Apache NiFi on OpenShift

NiFi on OpenShift

Apache NiFi supports powerful and scalable directed graphs of data routing, transformation, and system mediation logic. Ref: https://nifi.apache.org/

This repo provides tools and instructions for deploying and using Apache Nifi on OpenShift, with the following characteristics:

  • UBI8-OpenJDK11 base images for all NiFi components (main app, registry,toolkit).
  • Container images conform to OpenShift standards, especially without requiring scc (standard provided images had to run as AnyUID).
  • External Zookeeper deployed automatically (Bitnami Zookeeper images are used).
  • Cluster-mode enabled, with a default to 3 NiFi nodes (1 to 5 nodes available as overlays).
  • Registry enabled to manage and version workflows.
  • Secured Route automatically created (Re-Encrypt base on self-signed NiFi certificate).
  • Single-User authentication mechanism by default, LDAP and OIDC available as overlays.

Architecture

Several components are deployed to cover as many use cases as possible:

  • Nifi CA: generates certificates for secured internal communication and authentication.
  • Nifi Registry: provides a central location for storage and management of shared resources across one or more instances of NiFi and/or MiNiFi. For example, allows workflow versioning and change tracking.
  • Zookeeper: an external zookeeper is deployed to allow flexibility and customization of the manifest.
  • NiFi: statefulset deployment, with several parameters available (see below).

When deployed, a secured Route is automatically created, with reencryption using the certificate emitted by NiFi-CA. Put otherwise, it's a no touch setup, everything is taken care of.

Deployment

There are tons of parameters that you can play with in Apache NiFi. Therefore, instead of providing an Helm chart and trying to expose and maintain all those parameters to cover every specific use cases, I chose to use Kustomize definitions and provide different base deployments for different authentication mechanisms and cluster sizes. Those "base examples" are then easy to modify for your own needs.
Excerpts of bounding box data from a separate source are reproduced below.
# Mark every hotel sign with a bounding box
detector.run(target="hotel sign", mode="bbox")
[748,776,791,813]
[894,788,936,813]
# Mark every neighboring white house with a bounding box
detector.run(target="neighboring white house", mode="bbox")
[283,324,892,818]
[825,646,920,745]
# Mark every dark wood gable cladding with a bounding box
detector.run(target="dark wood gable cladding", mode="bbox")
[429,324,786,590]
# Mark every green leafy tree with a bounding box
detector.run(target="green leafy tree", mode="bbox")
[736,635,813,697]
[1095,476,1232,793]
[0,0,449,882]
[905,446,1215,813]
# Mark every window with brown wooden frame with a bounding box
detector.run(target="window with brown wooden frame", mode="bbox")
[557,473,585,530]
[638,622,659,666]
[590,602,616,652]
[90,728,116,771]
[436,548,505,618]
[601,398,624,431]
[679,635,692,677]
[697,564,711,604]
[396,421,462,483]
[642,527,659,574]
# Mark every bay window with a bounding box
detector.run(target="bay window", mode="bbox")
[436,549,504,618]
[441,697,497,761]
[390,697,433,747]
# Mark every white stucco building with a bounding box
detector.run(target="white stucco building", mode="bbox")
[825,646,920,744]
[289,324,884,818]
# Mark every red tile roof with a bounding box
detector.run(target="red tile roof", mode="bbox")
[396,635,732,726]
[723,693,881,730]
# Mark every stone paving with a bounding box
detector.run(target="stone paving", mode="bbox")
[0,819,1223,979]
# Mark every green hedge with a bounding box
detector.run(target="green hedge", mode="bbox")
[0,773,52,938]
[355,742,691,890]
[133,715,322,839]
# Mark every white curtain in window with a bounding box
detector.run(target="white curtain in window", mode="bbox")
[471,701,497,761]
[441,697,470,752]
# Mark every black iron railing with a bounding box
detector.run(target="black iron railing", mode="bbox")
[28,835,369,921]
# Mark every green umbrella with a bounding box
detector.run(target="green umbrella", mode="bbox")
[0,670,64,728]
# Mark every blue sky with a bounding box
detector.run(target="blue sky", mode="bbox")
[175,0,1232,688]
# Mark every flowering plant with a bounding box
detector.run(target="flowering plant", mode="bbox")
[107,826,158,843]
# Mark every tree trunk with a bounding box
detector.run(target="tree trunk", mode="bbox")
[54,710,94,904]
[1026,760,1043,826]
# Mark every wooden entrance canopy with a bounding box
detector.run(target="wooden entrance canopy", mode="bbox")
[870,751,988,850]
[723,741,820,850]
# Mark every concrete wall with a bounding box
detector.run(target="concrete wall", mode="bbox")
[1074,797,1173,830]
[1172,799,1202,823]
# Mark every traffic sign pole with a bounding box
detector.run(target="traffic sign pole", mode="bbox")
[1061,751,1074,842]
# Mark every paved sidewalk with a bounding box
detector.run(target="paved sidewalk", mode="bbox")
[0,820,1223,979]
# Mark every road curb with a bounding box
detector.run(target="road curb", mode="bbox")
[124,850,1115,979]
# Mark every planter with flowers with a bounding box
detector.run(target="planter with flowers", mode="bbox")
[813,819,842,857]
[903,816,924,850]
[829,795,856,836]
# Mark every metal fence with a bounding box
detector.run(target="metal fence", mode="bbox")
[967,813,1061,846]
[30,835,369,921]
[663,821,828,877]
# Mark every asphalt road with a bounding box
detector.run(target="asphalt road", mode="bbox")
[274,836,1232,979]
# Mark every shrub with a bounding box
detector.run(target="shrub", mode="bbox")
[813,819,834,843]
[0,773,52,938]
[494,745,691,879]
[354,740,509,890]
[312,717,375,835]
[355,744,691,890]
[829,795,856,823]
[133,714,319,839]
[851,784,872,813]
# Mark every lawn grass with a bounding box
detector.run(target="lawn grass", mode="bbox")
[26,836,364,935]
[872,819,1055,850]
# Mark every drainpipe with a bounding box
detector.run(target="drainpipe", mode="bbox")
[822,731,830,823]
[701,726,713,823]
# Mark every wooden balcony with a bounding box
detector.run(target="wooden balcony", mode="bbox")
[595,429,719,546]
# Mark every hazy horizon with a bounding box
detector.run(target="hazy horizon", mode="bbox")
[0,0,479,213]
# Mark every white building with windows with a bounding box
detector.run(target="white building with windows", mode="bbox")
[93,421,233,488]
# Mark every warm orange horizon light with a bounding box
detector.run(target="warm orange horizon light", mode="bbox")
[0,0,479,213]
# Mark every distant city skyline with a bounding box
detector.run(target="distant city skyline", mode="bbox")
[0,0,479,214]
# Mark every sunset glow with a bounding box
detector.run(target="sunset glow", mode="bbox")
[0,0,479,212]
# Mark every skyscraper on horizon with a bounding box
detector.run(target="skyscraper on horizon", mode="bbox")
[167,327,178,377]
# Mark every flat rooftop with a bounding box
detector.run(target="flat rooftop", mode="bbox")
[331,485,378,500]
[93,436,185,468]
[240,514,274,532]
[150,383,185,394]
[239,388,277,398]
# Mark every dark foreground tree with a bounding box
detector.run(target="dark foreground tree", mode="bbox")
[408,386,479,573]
Here are the steps to follow (from the base folder deployment):

  • Create the namespace where you want to deploy Apache Nifi (defaulted to nifi in the configuration files).
  • If you chose a namespace different than nifi, edit the file base/kustomization.yaml and replace the namespace variable to match this name.
  • Copy the file base/params.env.example to base/params.env and fill in the information (description for each variable below).
  • Switch to the base folder or to the overlay you want to use.
  • Use kustomize to build the deployment:
kustomize build -o /path/to/output/folder
  • From the build folder, do oc apply -f . to deploy Nifi!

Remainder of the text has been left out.